Momentum doesn’t require us to have that insight. It’s a generic, (in a mathematical sense) it’s a weak detector, it’s a weak learner. In doing so it gives us a modest degree of capturing any particular feature, even if we don’t know what that feature is, or what that factor is, or what that even is ahead of time.
So, that’s the first way you can think about how we go about managing this adaptiveness in a very, very coarse, cursory way at AlphaSimplex. It’s by allowing investors to have access to momentum at (what we think of) as a very cost-effective format. I won’t go any further than that for compliance reasons.
The second aspect is how do we follow that momentum, how do we build those signals, how do we apply that detection? So there are… When you’re asking formulation, again, there are two different sleeves or two different paths that you can take. One is that you can be very broadly diversified and I’m not just talking about across assets or across trend horizons (which, again, I’m sure you‘ve spoken at length before on this podcast) but also approach.
Different trend models (be it a simple moving average, or a breakout model, or a dual moving average crossover, or something more exotic like a synthetic option straddle), they all behave, in general, like momentum, like trend. But, they all behave differently at different points in time based on differences in their definitions. They have different emphasis on very short-term behavior.
So, a simple moving average cares just as much about the return yesterday as it cares about the return a year ago on that day. A dual moving average crossover really doesn’t have much weight at all on what happened yesterday. It cares a lot about what happened at the particular moving average horizon - so if it’s a twenty day versus a hundred day, it cares a lot about what happened twenty days ago. So, those differences in definition lead to different outcomes.

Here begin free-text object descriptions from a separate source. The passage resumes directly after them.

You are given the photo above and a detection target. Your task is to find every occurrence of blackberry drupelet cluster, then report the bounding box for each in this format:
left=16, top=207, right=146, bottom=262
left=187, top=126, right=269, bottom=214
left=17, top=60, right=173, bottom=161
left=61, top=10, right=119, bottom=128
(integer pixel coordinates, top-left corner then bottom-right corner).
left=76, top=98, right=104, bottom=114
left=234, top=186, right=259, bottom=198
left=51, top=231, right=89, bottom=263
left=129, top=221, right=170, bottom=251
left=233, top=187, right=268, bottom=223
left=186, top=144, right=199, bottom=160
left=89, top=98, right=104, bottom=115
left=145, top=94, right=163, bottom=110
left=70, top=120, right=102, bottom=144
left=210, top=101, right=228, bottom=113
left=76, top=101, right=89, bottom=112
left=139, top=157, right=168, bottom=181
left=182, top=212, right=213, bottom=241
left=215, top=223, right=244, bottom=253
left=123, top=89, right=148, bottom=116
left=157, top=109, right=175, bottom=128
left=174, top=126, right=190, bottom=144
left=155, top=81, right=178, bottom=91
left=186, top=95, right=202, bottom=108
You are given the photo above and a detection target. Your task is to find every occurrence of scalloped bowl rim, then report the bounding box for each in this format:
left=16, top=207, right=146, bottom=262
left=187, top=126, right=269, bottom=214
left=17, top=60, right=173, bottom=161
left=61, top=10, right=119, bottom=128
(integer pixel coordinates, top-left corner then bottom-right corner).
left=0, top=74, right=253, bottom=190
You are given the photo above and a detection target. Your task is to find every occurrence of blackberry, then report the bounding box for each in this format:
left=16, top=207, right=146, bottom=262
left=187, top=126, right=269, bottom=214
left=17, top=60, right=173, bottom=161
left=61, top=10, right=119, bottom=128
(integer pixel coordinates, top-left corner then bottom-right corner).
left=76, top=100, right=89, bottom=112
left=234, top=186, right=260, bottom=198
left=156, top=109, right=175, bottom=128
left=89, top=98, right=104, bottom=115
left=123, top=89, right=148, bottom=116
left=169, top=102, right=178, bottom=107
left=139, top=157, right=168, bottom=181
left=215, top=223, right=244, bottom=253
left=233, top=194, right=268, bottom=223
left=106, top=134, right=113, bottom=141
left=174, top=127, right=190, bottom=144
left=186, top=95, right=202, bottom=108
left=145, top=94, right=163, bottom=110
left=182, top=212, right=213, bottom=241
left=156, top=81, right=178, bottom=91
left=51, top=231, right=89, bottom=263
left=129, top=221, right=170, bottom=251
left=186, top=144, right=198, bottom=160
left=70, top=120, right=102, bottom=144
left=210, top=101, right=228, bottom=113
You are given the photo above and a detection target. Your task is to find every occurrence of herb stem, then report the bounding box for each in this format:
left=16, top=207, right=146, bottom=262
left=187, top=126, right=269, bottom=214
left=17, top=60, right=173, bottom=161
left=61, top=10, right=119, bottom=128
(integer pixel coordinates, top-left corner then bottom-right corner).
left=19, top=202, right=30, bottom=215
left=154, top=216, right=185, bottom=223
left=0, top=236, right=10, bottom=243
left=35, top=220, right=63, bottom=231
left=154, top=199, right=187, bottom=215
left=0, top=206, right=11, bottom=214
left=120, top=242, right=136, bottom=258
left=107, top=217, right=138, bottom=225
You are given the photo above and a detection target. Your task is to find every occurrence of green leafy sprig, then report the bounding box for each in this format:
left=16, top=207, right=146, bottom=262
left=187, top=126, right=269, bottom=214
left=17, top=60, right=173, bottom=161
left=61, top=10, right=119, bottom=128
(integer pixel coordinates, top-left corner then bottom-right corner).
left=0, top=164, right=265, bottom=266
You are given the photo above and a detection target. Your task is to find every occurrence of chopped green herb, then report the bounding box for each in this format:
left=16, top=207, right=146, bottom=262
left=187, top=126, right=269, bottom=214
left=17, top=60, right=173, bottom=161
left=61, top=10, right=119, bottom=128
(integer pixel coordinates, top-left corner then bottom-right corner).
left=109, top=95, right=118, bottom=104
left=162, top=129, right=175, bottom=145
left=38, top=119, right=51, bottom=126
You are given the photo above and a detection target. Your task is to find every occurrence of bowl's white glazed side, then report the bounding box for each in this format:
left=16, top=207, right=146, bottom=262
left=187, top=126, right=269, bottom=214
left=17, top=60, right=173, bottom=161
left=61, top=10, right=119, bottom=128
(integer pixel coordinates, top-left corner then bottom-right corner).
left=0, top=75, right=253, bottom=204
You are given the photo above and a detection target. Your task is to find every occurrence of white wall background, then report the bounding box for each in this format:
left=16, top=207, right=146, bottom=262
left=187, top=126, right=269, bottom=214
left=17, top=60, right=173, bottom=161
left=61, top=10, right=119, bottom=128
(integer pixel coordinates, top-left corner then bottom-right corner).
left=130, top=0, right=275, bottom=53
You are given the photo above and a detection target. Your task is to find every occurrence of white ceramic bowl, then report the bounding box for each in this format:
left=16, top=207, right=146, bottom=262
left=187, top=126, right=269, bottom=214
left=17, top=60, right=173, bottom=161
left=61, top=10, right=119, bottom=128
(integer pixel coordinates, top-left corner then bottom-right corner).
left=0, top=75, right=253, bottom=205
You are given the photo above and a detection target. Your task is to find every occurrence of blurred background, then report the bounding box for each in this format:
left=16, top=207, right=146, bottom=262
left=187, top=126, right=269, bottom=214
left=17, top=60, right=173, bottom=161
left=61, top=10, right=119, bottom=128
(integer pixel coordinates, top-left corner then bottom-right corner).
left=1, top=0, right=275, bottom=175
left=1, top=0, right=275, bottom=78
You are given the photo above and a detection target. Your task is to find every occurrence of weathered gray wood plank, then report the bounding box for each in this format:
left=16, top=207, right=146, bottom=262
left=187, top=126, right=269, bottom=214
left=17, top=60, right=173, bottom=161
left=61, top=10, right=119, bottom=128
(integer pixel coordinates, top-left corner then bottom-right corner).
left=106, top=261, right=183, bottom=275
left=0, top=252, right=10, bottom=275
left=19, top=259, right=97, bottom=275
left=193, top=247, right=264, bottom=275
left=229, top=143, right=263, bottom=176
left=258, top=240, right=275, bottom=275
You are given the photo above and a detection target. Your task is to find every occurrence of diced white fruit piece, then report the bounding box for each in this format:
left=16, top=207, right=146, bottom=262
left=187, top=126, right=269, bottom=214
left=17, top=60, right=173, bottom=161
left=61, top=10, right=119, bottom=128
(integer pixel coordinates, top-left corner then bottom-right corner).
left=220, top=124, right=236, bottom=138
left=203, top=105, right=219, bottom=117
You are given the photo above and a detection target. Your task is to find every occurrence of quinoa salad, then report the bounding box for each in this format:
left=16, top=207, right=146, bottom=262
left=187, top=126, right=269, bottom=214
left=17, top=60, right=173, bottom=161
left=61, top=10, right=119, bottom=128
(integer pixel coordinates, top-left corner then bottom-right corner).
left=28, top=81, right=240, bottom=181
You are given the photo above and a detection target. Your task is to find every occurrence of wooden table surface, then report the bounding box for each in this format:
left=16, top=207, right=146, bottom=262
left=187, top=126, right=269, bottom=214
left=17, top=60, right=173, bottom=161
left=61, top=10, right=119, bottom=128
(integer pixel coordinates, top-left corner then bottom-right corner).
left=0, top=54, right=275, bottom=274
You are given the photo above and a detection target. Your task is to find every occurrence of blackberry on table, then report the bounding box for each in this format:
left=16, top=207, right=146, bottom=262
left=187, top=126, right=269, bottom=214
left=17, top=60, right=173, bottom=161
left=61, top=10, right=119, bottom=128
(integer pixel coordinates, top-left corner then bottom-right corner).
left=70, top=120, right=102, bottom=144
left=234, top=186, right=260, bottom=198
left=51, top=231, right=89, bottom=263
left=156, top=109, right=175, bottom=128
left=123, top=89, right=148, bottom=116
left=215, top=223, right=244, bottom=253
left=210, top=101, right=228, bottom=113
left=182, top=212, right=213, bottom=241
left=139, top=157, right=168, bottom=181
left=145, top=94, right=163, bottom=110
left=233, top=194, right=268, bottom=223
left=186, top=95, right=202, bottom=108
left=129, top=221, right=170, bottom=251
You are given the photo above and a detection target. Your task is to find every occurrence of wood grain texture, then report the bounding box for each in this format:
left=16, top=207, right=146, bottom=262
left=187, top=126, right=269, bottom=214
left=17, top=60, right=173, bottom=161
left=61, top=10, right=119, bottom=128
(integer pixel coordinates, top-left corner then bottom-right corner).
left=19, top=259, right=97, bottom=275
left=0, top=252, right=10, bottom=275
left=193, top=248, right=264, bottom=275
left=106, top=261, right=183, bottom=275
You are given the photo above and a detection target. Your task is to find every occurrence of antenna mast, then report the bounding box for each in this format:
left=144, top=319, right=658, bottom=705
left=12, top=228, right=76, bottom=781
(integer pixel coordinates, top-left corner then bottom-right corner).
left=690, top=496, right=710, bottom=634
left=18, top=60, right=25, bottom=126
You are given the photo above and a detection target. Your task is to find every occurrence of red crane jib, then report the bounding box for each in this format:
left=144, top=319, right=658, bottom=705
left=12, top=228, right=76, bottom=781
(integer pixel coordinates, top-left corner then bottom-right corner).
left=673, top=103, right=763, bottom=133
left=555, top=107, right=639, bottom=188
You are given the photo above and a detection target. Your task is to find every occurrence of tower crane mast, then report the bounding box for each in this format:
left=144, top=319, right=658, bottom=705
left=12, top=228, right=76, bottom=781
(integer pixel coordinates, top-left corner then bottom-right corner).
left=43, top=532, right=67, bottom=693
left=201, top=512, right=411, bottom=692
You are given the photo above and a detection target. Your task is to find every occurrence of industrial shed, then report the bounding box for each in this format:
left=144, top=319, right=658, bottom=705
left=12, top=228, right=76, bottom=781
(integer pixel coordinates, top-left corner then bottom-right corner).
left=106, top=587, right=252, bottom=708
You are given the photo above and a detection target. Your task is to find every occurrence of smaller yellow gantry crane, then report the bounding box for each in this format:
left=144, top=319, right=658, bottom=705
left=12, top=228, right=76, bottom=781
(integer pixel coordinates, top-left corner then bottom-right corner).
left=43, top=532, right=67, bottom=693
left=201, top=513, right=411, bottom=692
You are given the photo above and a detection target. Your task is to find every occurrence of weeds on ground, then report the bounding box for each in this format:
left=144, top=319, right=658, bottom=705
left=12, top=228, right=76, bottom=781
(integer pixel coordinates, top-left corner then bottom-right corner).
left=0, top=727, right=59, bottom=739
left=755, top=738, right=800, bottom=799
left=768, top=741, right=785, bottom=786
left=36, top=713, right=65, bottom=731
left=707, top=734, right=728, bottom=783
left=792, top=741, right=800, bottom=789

So, if you’re going through a market that has a lot of mean reversion to it, maybe a dual moving average crossover is the way to go. But if you’re going through an environment that is very trendy, then a simple moving average might be the best way to go or even an exponentially weighted process which cares a lot about what happened yesterday and very little about what happened in the past.
The trick is you never know ahead of time which of those is going to be more successful. So, one way you can go about that problem is to combine the methodologies, to take a diversified approach, to take a weighted combination of those mechanisms. Another thing you can do is to try to build into your algorithms some ability of saying, “Actually, right now I should be very reactive, or I should be very conservative. I should be very, very tolerant of short-term noise.” The trick, of course, is how do you do that?
In trend following, you can say that there are only a few things that vary between managers. One of the big ones is how you relatively weight the trends that you see. Well, a lot of that comes down to what is that function. One of the ways that we think we add value is to add some dynamism to that - to try to learn from the data what that weighting is and to allow our algorithms, to allow our systems, to change over time in the lessons that they learn and in the functional response, the amount of weight that we give for a given signal.
Now, let me add a thousand caveats here. There are some really, really great ways to lose money by trying to highlight or trying to overfit a historical period. A really simple mechanism to try to really hone in on what worked really well in a situation like today, would be to go back in time and find the five, or the ten, or the fifty days that looked most like today under some feature set and to do exactly what was the optimal thing to do on those days, in the past.
I would be willing to bet you a fair amount of money that you would have two outcomes. One, your variation of positions would be huge. Your transactions costs would be huge. Your turnover would be monstrous, and you’d lose as a result. Maybe the signal might have a little bit of alpha, but probably not, it’s probably all statistical noise, but you will have cost, that is known, that is a given. On the other side, you could not try to make any of these decisions. You could just take that diversified approach that I was talking about before.
We think the optimal answer is somewhere in between. The trick is, for us, to figure out how adaptive our model should be, how specific, by market, they should be, and more specifically, how can we let our models shape themselves to each market and shape themselves to changes over time to best capture that return.
That, if I was going to describe anything, is where we spend a majority of our time and a majority of our effort (at least from an algorithm design perspective) in terms of adding value within our managed futures program. That’s what we mean by adaptation. Diversification, but also trying to hone in on how do we make that balance between overfit, but perfectly matched and overly generalized?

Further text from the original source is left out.